Key Experimental Results¶
Main Results¶
| Model | BFCL Overall | Non-Live | Live | Multi-Turn |
|---|---|---|---|---|
| Qwen2.5-7B (Base) | 53.69 | 86.46 | 67.44 | 7.62 |
| PubTool-SFT | 58.17 | 88.98 | 77.28 | 9.68 |
| PubTool-Distilled | 60.30 | 87.73 | 78.64 | 15.65 |
| AutoTool-7B | 70.12 | 89.76 | 80.22 | 38.18 |
| GPT-4o | 70.42 | 87.67 | 79.88 | 43.00 |
Ablation Study¶
| Configuration | Overall | Change |
|---|---|---|
| Full method | 70.12 | — |
| w/o data refine | 63.69 | −6.43 |
| w/o decouple | 64.23 | −5.89 |
| w/o adapt coeff | 67.78 | −2.34 |
Key Findings¶
- The thinking rate reaches 45% in Multi-Turn settings and 0% in Non-Live settings, demonstrating that the model has learned to automatically judge problem difficulty.
- Reasoning trajectories for complex problems are extended by 5×, while simple problems remain concise.
- Data quality optimization is the most critical component (−6.43% upon removal).
- AutoTool-7B approaches GPT-4o on BFCL (70.12 vs. 70.42).
Highlights & Insights¶
- This work is the first to identify and address the "reasoning collapse" phenomenon in RL training for tool use.
- The collapse mechanism is understood through the lens of information entropy, revealing a strong positive correlation with entropy rather than with data difficulty distribution.
- The asymmetric reward design elegantly encodes efficiency preference.
- The 7B model outperforms most SFT/RLVR models of comparable scale and approaches frontier model performance.
Limitations & Future Work¶
- Validation is limited to tool-use scenarios and has not been extended to other agent tasks.
- The warm-up SFT stage relies on an external reasoning model (Qwen3-32B) to generate long reasoning data.
- The target entropy value for the adaptive entropy constraint still requires manual pre-specification.
- Data sources are limited to mixtures of public datasets; effectiveness on domain-specific tools has not been validated.
Related Work & Insights¶
- vs. DeepSeek-R1: R1 successfully scales reasoning on math/code tasks but faces collapse in tool-use settings.

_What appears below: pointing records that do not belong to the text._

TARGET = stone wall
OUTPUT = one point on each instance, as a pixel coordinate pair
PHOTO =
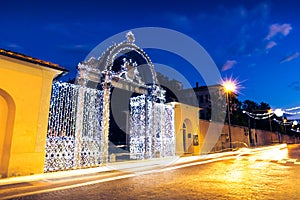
(240, 137)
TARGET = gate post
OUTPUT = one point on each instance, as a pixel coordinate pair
(105, 118)
(78, 130)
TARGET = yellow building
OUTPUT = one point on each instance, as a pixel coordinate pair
(186, 127)
(25, 89)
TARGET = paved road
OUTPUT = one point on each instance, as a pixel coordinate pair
(269, 174)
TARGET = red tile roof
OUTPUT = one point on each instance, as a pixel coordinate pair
(31, 60)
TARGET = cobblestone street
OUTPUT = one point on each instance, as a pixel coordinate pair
(270, 174)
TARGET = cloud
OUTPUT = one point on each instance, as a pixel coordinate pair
(275, 29)
(228, 65)
(290, 57)
(295, 85)
(270, 45)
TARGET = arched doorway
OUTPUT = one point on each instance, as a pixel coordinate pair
(187, 136)
(7, 115)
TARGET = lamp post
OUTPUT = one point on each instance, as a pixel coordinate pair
(270, 111)
(229, 86)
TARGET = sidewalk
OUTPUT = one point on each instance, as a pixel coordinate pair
(136, 166)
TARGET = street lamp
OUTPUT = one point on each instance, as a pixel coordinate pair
(270, 111)
(229, 86)
(284, 121)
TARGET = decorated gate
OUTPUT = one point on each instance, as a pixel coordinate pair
(78, 130)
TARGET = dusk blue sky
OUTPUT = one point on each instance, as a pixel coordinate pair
(257, 42)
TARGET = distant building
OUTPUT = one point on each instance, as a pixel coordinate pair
(201, 96)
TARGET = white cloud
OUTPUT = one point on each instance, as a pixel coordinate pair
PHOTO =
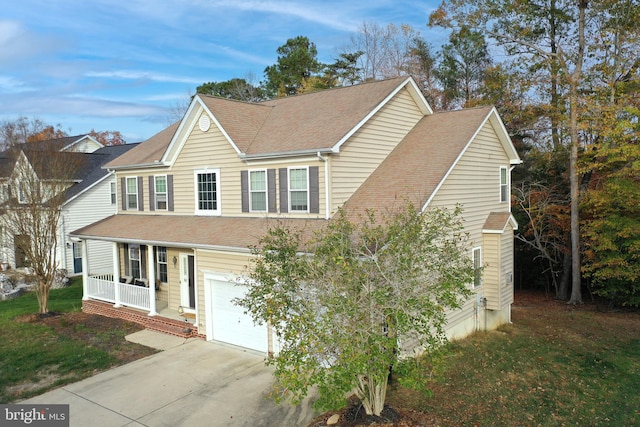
(18, 44)
(329, 14)
(141, 75)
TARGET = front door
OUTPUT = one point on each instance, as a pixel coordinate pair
(187, 282)
(77, 257)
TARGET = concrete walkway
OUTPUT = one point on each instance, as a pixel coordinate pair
(190, 383)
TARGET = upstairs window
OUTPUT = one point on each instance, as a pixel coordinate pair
(298, 190)
(112, 189)
(207, 192)
(161, 263)
(504, 184)
(160, 185)
(132, 193)
(258, 190)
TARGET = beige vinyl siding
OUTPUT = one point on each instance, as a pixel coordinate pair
(89, 207)
(370, 145)
(475, 183)
(233, 264)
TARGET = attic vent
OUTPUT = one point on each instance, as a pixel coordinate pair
(204, 123)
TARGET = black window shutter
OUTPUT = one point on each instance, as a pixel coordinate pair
(284, 190)
(170, 192)
(244, 190)
(314, 190)
(152, 193)
(271, 190)
(123, 193)
(140, 194)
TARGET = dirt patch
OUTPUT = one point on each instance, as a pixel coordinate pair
(553, 318)
(100, 332)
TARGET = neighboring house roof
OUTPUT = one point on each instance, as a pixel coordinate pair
(497, 222)
(93, 171)
(317, 121)
(414, 170)
(190, 231)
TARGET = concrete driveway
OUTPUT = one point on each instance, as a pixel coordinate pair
(190, 383)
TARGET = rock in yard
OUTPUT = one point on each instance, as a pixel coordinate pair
(333, 420)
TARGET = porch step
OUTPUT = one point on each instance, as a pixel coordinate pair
(154, 323)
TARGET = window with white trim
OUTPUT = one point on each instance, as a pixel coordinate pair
(298, 190)
(112, 188)
(258, 190)
(132, 192)
(504, 184)
(207, 182)
(477, 267)
(160, 189)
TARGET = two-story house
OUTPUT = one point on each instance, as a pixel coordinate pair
(193, 198)
(89, 193)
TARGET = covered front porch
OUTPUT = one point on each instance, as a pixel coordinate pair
(137, 288)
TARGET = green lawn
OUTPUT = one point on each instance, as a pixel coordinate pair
(39, 355)
(556, 365)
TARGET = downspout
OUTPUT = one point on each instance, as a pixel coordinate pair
(326, 184)
(63, 243)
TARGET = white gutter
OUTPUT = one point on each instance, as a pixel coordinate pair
(326, 184)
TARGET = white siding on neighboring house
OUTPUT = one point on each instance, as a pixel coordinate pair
(89, 207)
(475, 184)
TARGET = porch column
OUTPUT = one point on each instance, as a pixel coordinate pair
(116, 272)
(85, 270)
(151, 267)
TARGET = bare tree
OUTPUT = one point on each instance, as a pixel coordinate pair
(24, 129)
(36, 193)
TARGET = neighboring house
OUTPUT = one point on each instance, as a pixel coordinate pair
(193, 198)
(89, 195)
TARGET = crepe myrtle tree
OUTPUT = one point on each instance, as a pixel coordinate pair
(361, 296)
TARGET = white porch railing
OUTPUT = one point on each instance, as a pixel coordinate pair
(102, 287)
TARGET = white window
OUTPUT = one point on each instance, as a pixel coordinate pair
(258, 190)
(132, 193)
(113, 193)
(504, 184)
(477, 267)
(207, 183)
(161, 192)
(298, 190)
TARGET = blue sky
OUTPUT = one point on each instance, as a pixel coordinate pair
(126, 65)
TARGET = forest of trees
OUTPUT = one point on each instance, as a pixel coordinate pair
(565, 78)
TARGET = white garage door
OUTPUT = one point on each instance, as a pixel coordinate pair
(228, 321)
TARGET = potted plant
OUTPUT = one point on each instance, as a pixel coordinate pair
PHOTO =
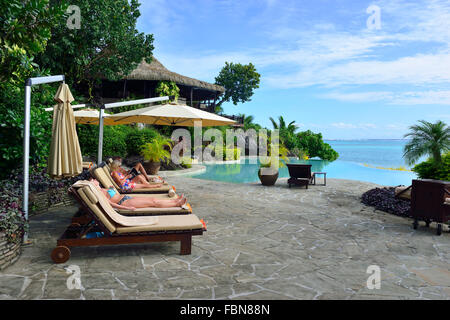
(154, 152)
(268, 172)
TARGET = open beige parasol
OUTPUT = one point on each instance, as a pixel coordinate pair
(170, 115)
(65, 158)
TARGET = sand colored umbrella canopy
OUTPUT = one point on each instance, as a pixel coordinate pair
(91, 116)
(170, 115)
(65, 158)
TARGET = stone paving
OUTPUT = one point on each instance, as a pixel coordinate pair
(261, 243)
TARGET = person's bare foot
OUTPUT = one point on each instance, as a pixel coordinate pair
(182, 200)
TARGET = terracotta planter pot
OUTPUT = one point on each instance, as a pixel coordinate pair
(151, 168)
(269, 177)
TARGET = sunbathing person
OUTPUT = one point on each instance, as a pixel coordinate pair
(138, 169)
(132, 202)
(128, 181)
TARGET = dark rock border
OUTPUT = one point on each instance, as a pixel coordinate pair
(384, 199)
(9, 251)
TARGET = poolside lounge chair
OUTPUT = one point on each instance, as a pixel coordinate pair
(430, 202)
(109, 161)
(114, 228)
(300, 174)
(104, 177)
(81, 215)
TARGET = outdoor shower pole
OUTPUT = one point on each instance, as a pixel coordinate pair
(100, 134)
(26, 153)
(26, 138)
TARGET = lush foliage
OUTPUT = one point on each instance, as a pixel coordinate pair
(167, 88)
(24, 32)
(121, 140)
(157, 150)
(279, 158)
(312, 143)
(107, 44)
(429, 169)
(186, 162)
(303, 144)
(12, 219)
(25, 28)
(138, 137)
(239, 82)
(427, 139)
(114, 139)
(248, 122)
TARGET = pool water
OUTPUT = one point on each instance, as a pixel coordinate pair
(247, 171)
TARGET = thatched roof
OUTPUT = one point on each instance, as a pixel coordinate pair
(156, 71)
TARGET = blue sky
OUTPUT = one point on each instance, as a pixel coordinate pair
(320, 63)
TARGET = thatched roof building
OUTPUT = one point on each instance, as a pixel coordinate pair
(143, 80)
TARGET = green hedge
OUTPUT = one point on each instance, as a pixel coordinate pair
(429, 170)
(119, 140)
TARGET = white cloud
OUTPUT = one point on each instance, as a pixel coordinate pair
(343, 125)
(441, 97)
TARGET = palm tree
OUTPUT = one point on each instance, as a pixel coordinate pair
(248, 122)
(291, 127)
(427, 138)
(287, 132)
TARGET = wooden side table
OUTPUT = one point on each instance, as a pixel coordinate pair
(324, 177)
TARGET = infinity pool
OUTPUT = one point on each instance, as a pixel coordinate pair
(246, 171)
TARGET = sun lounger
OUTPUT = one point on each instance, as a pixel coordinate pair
(108, 163)
(114, 228)
(300, 174)
(186, 209)
(105, 179)
(430, 202)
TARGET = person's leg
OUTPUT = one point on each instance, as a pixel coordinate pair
(144, 202)
(140, 179)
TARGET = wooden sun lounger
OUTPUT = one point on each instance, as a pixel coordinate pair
(102, 175)
(82, 216)
(300, 174)
(430, 202)
(167, 228)
(107, 166)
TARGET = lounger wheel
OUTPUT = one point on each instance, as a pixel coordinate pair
(439, 230)
(60, 254)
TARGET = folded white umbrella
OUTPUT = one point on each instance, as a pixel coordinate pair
(170, 115)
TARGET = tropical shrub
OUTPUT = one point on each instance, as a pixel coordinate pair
(138, 137)
(167, 88)
(430, 170)
(12, 219)
(157, 150)
(114, 139)
(186, 162)
(313, 144)
(230, 154)
(427, 138)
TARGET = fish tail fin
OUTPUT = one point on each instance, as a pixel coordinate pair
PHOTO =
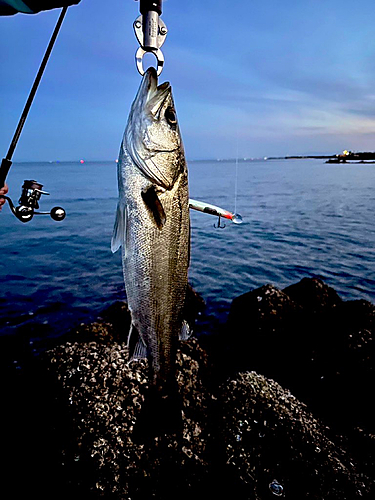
(161, 414)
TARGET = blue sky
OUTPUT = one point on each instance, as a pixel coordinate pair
(261, 78)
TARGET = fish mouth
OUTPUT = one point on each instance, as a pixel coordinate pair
(150, 93)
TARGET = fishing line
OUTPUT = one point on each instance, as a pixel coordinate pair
(236, 176)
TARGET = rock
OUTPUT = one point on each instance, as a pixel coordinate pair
(318, 346)
(271, 444)
(313, 295)
(71, 411)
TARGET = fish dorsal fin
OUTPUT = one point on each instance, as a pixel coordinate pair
(137, 349)
(185, 332)
(119, 230)
(154, 205)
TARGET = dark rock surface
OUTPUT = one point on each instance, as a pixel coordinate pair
(69, 413)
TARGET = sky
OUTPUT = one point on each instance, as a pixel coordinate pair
(249, 78)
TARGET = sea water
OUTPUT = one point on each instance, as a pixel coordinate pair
(301, 218)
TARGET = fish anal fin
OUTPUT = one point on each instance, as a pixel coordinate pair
(154, 205)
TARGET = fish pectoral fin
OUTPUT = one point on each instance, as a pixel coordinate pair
(186, 331)
(154, 205)
(119, 230)
(136, 346)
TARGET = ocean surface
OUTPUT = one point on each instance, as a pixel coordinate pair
(302, 218)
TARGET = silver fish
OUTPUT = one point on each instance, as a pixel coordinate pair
(153, 227)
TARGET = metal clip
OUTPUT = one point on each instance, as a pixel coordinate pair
(151, 33)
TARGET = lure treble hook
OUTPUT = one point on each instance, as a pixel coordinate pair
(214, 210)
(219, 226)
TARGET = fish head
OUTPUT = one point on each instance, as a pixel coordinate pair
(152, 136)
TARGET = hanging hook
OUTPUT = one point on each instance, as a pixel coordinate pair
(219, 226)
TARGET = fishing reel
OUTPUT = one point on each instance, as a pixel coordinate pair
(28, 203)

- vs. Thinkless: Thinkless also performs reasoning mode switching, but relies on SFT distillation rather than RL.
- vs. AdaCtrl: AdaCtrl performs adaptive reasoning control; AutoTool achieves better automation through decoupled entropy constraints.
Rating¶
- Novelty: ⭐⭐⭐⭐⭐ The discovery of reasoning collapse and the decoupled entropy constraint solution represent significant contributions.
- Experimental Thoroughness: ⭐⭐⭐⭐ Three benchmarks, multiple baselines, and detailed ablation studies.
- Writing Quality: ⭐⭐⭐⭐ The logical chain of preliminary analysis → findings → method is clearly articulated.
- Value: ⭐⭐⭐⭐⭐ Directly informative for LLM agent training practices.